Patricia Barrett
1972 was a banner year for American women in athletics, and Patricia Barrett, a high schooler from New Jersey, was at the center of many of the milestones.
In January that year, she won her first marathon, the inaugural Jersey Shore Marathon, which she entered because the boys on the cross-country team at St. Rose High School “challenged” her to do it. Her longest training run was 13 miles.
It was a cold, windy day along the coast, she remembers. “I finished it in like four hours or something, but I figured, well, this is interesting. But it was rough.”
Then she traveled to New York City’s Central Park for the Cherry Tree Marathon March 19, which she finished in about 3:24, fast enough to qualify for the Boston Marathon.
In New York she met Nina Kuscsick, who would become her role model (and who became the first woman to break three hours in the marathon twice that day). Barrett told Kuscsick she wasn’t sure if she should run Boston because it was close to her high school state championship track meet, where she planned to run the mile. Barrett had won a high school state cross-country title the previous fall.
“We need the women there,” Kuscsik told her. “If you don’t run, I’m gonna break your legs.”
“She didn’t really mean it,” Barrett recalls.
After consulting with her coach Bill Motzenbecker, Barrett was one of the eight women who ran the Boston Marathon that year, the first year female runners could officially enter and receive numbers, finishing in 3:40:29. It was a hot and humid day, which affected her time, Barrett said,
“So when I get up there, my time wasn't very good. But I managed to get through it. And that was the important thing then to get through this race, because there was a lot of pressure to have women …finish this,” she said. “All these eyes were looking on us, we had to prove ourselves. And that's where a lot of the pressure came in. And I'm very proud. At that time, there were eight women, all of us finished. And…it was wonderful.”
But despite having to prove themselves to the sport’s officials from the Amateur Athletic Union, the male runners didn’t take issue with women running.
“Most of the men were very helpful. Actually, it was usually the AAU at the time, the governing body, who was giving us a hard time,” she said.
Barrett also said she always had support from her parents and from the nuns at her school.
“I was very lucky that my school was very supportive of me, and the Sisters of St. Joseph [are] wonderful.

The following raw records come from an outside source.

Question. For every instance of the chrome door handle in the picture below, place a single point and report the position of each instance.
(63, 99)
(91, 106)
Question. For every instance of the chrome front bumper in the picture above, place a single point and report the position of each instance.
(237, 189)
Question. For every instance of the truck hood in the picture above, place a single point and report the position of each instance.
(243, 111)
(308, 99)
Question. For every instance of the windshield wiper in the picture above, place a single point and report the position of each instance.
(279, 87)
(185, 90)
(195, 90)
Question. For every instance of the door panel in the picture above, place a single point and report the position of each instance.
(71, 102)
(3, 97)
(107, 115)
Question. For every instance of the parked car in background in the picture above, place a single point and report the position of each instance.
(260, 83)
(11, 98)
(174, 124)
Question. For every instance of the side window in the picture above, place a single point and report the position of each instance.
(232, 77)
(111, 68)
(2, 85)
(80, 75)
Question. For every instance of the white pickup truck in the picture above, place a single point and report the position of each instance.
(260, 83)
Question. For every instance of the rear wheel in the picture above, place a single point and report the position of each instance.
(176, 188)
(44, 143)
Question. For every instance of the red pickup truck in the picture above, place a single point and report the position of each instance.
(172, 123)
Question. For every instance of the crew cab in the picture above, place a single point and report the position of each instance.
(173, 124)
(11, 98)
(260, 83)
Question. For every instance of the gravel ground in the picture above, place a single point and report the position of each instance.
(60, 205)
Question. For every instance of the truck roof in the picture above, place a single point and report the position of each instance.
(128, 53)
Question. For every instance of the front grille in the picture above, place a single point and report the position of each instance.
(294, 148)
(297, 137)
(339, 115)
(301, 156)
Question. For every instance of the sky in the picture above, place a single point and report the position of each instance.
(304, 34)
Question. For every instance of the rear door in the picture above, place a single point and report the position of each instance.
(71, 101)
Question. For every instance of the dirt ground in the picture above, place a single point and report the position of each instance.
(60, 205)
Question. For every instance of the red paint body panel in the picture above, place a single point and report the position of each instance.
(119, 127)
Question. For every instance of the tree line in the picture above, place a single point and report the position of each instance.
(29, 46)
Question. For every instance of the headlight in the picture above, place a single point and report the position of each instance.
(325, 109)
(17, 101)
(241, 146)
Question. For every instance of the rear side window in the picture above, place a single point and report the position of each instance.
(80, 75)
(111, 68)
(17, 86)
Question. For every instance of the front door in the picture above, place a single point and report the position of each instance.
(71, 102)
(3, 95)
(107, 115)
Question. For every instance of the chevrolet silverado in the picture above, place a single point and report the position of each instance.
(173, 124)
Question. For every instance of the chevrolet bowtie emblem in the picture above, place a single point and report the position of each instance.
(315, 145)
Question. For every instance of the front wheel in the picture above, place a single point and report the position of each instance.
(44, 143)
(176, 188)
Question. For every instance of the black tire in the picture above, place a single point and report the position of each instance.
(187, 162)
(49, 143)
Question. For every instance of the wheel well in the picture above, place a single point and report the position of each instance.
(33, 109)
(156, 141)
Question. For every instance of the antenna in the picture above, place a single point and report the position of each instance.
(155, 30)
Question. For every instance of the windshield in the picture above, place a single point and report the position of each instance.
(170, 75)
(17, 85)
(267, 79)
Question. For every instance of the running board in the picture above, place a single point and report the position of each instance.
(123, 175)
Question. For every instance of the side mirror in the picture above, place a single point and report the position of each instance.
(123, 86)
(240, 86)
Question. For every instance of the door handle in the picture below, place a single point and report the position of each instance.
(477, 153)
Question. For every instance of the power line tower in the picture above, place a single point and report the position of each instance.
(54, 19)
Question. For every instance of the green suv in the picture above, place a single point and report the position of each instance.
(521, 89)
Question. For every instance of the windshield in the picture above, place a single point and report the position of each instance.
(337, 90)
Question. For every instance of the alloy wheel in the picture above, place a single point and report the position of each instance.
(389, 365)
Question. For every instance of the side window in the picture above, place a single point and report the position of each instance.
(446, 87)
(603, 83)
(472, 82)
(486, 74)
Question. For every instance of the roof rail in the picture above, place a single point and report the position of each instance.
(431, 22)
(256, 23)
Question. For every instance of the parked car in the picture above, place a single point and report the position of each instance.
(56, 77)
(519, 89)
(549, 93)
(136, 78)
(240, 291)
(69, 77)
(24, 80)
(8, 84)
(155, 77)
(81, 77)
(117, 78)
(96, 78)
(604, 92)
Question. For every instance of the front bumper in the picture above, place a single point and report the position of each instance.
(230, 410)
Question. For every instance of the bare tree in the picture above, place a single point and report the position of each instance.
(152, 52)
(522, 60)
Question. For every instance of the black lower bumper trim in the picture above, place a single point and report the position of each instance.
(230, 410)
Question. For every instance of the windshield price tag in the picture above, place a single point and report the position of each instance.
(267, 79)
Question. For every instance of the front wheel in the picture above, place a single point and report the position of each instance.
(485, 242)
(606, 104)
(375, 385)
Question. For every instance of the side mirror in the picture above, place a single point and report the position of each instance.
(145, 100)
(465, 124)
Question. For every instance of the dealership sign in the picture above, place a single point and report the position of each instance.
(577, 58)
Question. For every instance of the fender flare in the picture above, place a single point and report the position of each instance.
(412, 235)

They wanted the women to go out and have the opportunities,” she said. The sisters didn’t mind that Barrett ran with the boys’ team, and they said she could miss school for the Boston Marathon.
She returned to New Jersey and won the mile at the high school state meet in 5:35 just three weeks later.
Barrett was also one of 72 women to compete in the six-mile “Crazylegs Mini Marathon” in Central Park, the first women-only road race, in June 1972.
Three weeks after the race, on June 23, President Richard Nixon signed Title IX into law, barring discrimination based on sex in institutions that receive federal funding.
By this time, Barrett, though still a teenager, regularly joined the Shore Athletic Club for Saturday long runs ranging from 15 to 19 miles. There she met other runners to train with including the doctor and writer George Sheehan, known for his many books about the sport.
That fall, she returned to Central Park for the New York City Marathon, joining Kuscsik and five other women in a 10-minute protest at the start of the race.
Because she was younger than the more high-profile advocates for women’s running like Kucschik and Kathrine Switzer, Barrett was less involved in formal efforts to change the sport.
But when she got to the starting line, Barrett saw the women in the race had signs protesting the AAU officials, who wanted the women to have a separate start, 10 minutes before the men.
“I didn’t know what I was getting into,” Barrett remembered, but she knew she wanted to support the women.
“We sat on the ground when the gun went off” to protest the earlier start time. Barrett opted not to hold a sign because she was worried the AAU might take away her previous titles or otherwise penalize her. They got up and started running when the men started.
Officially, the women’s times had 10 minutes added as a penalty. Without the additional minutes, Barrett’s time was 3:19.
“I didn’t know what to do,” Barrett told a New York Times reporter that day. “I was just there to run. And anyway, I thought the AAU might do something to me if they saw a picture of me carrying a sign.”
She returned to the Jersey Shore Marathon in 1973, running 3:04, then the 10th fastest women’s time in the world. Dr. Sheehan would later mention Barrett’s performance in his 1978 book Running and Being—she beat him that day. She eventually ran her best marathon time, 3:02, at the Jersey Shore Marathon in 1975.
Although she witnessed so much history, Barrett recalls that, at the time, she didn’t see what was such a “big deal” about women racing.
“It wasn't really politics, for me, it was more like, I want to run, I have some talent, I want to be here. And I just want to participate like everybody today [is able to participate in running],” she said. “I guess I was an activist in a way. But I just just loved to do it.”